The Mystery of Mercy
"God was in Christ reconciling the world unto Himself." 2 Corinthians 5:19
The humanity of Christ was the temple of God; for though it was more particularly united to one of the persons in Jehovah — yet in Him dwelt all the fullness of the Godhead bodily. "God was in the anointed One." He could dwell in Jesus, because there was no sin in Him. He did dwell in Him, speak through Him, and work by Him; hence He said, "the Father that dwells in me — He does the works." Dwelling in Christ, He looked upon sinners with love; He pitied them as a Father, He felt the deepest sympathy. He manifested the greatest tenderness, and showed Himself full of compassion. Christ was the great manifester of God, "God was manifested in flesh," the flesh of Christ. He manifested the nature, mind, and purpose of God.
"God was in Christ reconciling the world unto Himself." Man never sought reconciliation with God — it did not once enter into his depraved mind! But God formed a plan of reconciliation in eternity, and in time He came in Christ to accomplish it. This was done by removing the cause of enmity, which was sin; this sin was laid upon Jesus, punished in Him, and forever put away by Him. It included the demands of the law, which demands were presented by Jesus, accepted by Him, and perfectly satisfied by His obedience unto death. It embraced the threatenings of the Word, and these were executed on Jesus; the Shepherd took the blame for the sheep, and paid the entire penalty they had incurred. "He redeemed us from the curse of the law, being made a curse for us." "He has made Him to be sin for us, that we might be made the righteousness of God in Him."
God, in Christ, holds out the greatest encouragement to sinners to return and be friends:
He invites us, though rebels;
He promises us all the fullness of God, though traitors;
He warns us, that He may not punish us;
He expostulates with us, because we are so stubborn;
and He sets before us examples of the greatest enemies, whom He has restored to His favor, introduced to His kingdom, and made honorable among His people.
He brings into friendship and fellowship, by accompanying His gospel with the power of His Holy Spirit, and winning over the heart by His grace.
The method He has adopted to reconcile sinners, is most surprising; it is thus expressed, "Not imputing their trespasses unto them." It is not denied that they are sinners, and many of them notorious sinners. It is admitted, that God would be just in punishing them eternally; but He does not lay their sins to their charge — or place their transgressions to their account.
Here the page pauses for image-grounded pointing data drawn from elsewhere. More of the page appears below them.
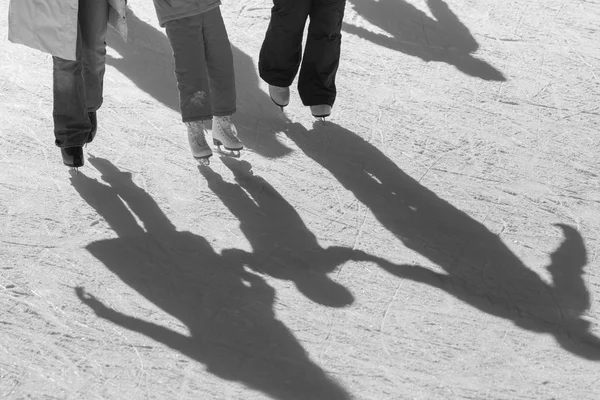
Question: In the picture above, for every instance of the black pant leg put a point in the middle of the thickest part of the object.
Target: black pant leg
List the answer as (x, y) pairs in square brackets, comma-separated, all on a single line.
[(316, 83), (281, 50)]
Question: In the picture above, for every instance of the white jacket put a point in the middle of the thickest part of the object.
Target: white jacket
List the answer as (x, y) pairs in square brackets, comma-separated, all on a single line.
[(51, 25)]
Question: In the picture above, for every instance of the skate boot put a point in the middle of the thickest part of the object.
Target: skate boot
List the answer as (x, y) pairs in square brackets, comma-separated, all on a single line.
[(72, 156), (94, 121), (280, 95), (321, 111), (201, 151), (225, 136)]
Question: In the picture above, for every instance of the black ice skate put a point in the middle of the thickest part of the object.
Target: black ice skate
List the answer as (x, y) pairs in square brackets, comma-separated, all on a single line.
[(321, 111), (280, 95), (72, 156)]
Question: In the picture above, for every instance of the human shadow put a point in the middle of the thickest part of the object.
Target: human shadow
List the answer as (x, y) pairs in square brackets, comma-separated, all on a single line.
[(282, 246), (443, 39), (147, 60), (227, 309), (479, 268)]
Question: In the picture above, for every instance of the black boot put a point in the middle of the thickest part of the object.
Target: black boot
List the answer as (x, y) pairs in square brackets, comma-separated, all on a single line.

Christ has suffered — that we may be spared.
He was condemned — that we may be justified.
Sin was charged on Him — that it may never be charged on us.
He died — that we may live forever.
The whole of the curse fell on Him — that we may inherit a blessing.
Justice was honored and satisfied, by His obedience and death. And now the sinner may be pardoned, justified, accepted, cared for, and glorified. Yes, now every penitent sinner, every one who believes in Jesus, must be pardoned, reconciled to God, and entitled to Heaven.
This is truly a mystery of mercy, and it is all of God. It was . . .
contrived by His wisdom,
approved by His justice,
executed by His Son,
published by His servants,
and applied by His Holy Spirit.
Man is treated with the greatest kindness, and God displays the richest grace and condescension. Sinner, look not at God as displayed in His judgments, or manifested in His works — but look at Him in Jesus, there He is a reconciling God; approach Him, plead with Him, believe His Word, and expect His blessing! He will not impute to you your sins, or punish you for your transgressions — but, "He will abundantly pardon!"